James and Ford created a tight network of riders who attend, assist with, and spread the word about the Palmer Park ride, which can draw up to 300 people on any given week. Ford himself has become well-known in the biking community, and, as a result, many area cyclists come on the ride. As the ride has grown, people who have been trained to be corkers through Slow Roll Detroit (which attracts 3,000+ riders a week) have stepped up to assist. (Note: For large rides, corkers help to maintain the cohesion of the group and keep riders safe from traffic, especially at intersections.)
Bike shops will usually be happy to help you promote your ride too, and Facebook is also a popular way to share information among community cyclists and ride participants.
Schmidt has gone a step further and invited local celebrities to join TC Rides.
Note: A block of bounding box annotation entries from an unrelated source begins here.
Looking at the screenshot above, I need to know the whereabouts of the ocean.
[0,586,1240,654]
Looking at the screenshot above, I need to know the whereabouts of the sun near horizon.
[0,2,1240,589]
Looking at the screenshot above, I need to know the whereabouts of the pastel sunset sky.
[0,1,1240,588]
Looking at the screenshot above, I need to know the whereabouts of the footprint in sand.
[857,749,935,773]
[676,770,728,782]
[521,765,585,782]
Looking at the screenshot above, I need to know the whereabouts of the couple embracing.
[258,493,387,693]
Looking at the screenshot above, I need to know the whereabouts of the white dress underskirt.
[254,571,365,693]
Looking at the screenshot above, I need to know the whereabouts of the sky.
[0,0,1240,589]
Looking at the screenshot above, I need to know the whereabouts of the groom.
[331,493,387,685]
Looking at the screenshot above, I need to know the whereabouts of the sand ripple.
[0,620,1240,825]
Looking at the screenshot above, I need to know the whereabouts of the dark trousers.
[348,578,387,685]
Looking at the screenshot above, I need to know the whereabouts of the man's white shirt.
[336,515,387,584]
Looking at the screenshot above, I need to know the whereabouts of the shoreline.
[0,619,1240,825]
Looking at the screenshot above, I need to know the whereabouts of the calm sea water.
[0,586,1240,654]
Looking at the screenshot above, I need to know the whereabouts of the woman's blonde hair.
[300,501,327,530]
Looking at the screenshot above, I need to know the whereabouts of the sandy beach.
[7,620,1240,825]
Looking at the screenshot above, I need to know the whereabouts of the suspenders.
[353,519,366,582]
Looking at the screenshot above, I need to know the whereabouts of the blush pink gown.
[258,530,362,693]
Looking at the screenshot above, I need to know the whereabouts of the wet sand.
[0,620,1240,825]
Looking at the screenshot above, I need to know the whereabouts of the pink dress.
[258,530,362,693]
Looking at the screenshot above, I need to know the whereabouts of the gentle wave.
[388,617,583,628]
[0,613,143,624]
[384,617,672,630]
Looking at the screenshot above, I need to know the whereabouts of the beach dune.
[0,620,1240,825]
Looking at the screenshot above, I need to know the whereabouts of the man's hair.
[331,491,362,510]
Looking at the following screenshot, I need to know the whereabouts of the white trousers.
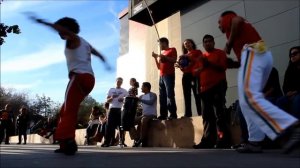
[238,47,297,141]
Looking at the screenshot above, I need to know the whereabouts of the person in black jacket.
[277,46,300,119]
[17,107,29,145]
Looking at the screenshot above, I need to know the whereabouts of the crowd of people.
[1,11,300,155]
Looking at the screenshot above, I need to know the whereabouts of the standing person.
[194,34,230,148]
[101,77,128,147]
[86,106,101,145]
[32,17,105,155]
[133,82,157,147]
[152,37,177,120]
[178,39,202,117]
[16,107,29,145]
[219,11,300,153]
[128,78,140,97]
[278,46,300,119]
[0,104,14,145]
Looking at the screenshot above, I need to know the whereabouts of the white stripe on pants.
[238,47,297,141]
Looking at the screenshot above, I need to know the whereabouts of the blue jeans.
[159,74,177,118]
[277,93,300,119]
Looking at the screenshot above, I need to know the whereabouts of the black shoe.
[64,139,78,155]
[230,143,245,149]
[215,140,230,149]
[283,127,300,154]
[54,148,64,153]
[132,140,142,147]
[157,116,167,120]
[193,142,214,149]
[168,116,177,120]
[236,142,263,153]
[101,143,110,148]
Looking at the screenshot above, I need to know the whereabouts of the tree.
[30,95,59,117]
[78,96,104,127]
[0,0,21,46]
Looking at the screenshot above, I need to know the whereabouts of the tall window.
[119,14,129,56]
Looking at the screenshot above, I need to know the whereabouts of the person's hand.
[286,91,297,97]
[224,42,232,55]
[152,51,158,58]
[118,97,124,102]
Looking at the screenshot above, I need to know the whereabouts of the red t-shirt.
[200,49,227,92]
[159,48,177,76]
[224,19,261,62]
[181,50,202,74]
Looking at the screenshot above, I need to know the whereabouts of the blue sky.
[1,0,128,103]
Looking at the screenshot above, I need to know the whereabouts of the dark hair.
[159,37,169,45]
[221,11,236,17]
[93,106,100,111]
[202,34,214,42]
[182,39,197,54]
[116,77,123,81]
[143,82,151,90]
[104,102,109,109]
[54,17,80,34]
[289,46,300,58]
[133,82,140,88]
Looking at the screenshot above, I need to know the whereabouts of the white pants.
[238,47,297,141]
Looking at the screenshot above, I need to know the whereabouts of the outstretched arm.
[31,17,77,40]
[225,16,245,54]
[90,45,106,62]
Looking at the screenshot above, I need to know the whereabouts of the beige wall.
[181,0,300,105]
[117,0,300,117]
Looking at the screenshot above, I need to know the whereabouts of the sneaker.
[230,143,245,149]
[54,148,64,153]
[193,142,214,149]
[157,116,167,120]
[236,142,263,153]
[101,143,110,148]
[132,140,142,147]
[64,139,78,155]
[167,116,177,120]
[283,127,300,154]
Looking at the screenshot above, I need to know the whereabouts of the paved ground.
[0,144,300,168]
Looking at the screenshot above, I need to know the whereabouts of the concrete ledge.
[10,116,238,148]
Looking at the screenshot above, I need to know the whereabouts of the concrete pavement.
[0,144,300,168]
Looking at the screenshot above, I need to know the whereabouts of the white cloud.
[1,44,65,73]
[1,80,42,90]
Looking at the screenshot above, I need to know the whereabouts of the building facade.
[117,0,300,116]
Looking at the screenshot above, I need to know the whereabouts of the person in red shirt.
[152,37,177,120]
[219,11,300,153]
[176,39,202,117]
[194,34,229,149]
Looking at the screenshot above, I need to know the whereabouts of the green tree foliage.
[0,23,21,46]
[78,96,104,127]
[0,0,21,46]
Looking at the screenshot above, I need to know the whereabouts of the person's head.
[104,102,109,110]
[141,82,151,93]
[5,104,12,111]
[116,77,123,88]
[19,106,27,114]
[182,39,197,54]
[129,78,136,86]
[202,34,215,51]
[159,37,169,50]
[218,11,237,33]
[92,106,100,115]
[289,46,300,64]
[54,17,80,40]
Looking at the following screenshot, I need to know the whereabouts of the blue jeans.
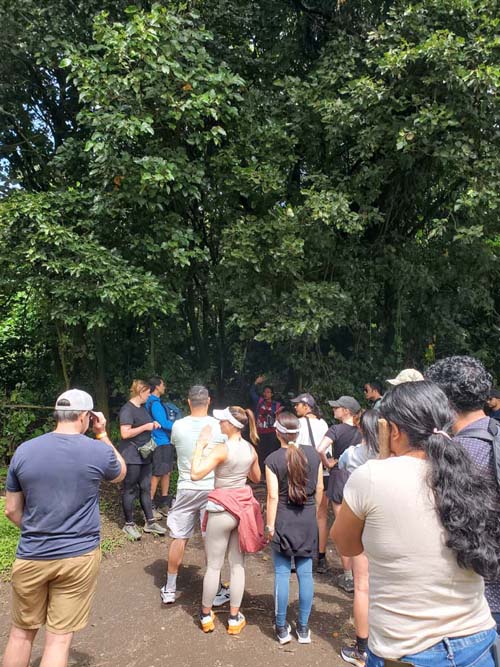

He has City Commissioners ride on one of the weekly rides every year, using their presence to both promote the ride and remind commissioners to keep bicyclists top of mind. Aside from government officials, there’s the real celebrity sect. “We've had our fave local band, The Accidentals, attend who brought out a record crowd for TC. Nearly 200 people,” says Schmidt.
3. Communicate Clearly about the Type of Ride
Is everyone welcome on your ride, including really slow riders and children? Is there a required level of rider?
“Be communicative about what kind of a ride it is,” says James. The Palmer Park ride has turned into a slightly faster ride as it’s evolved. Communicating the expected pace and ride requirements is important so people can appropriately join or not.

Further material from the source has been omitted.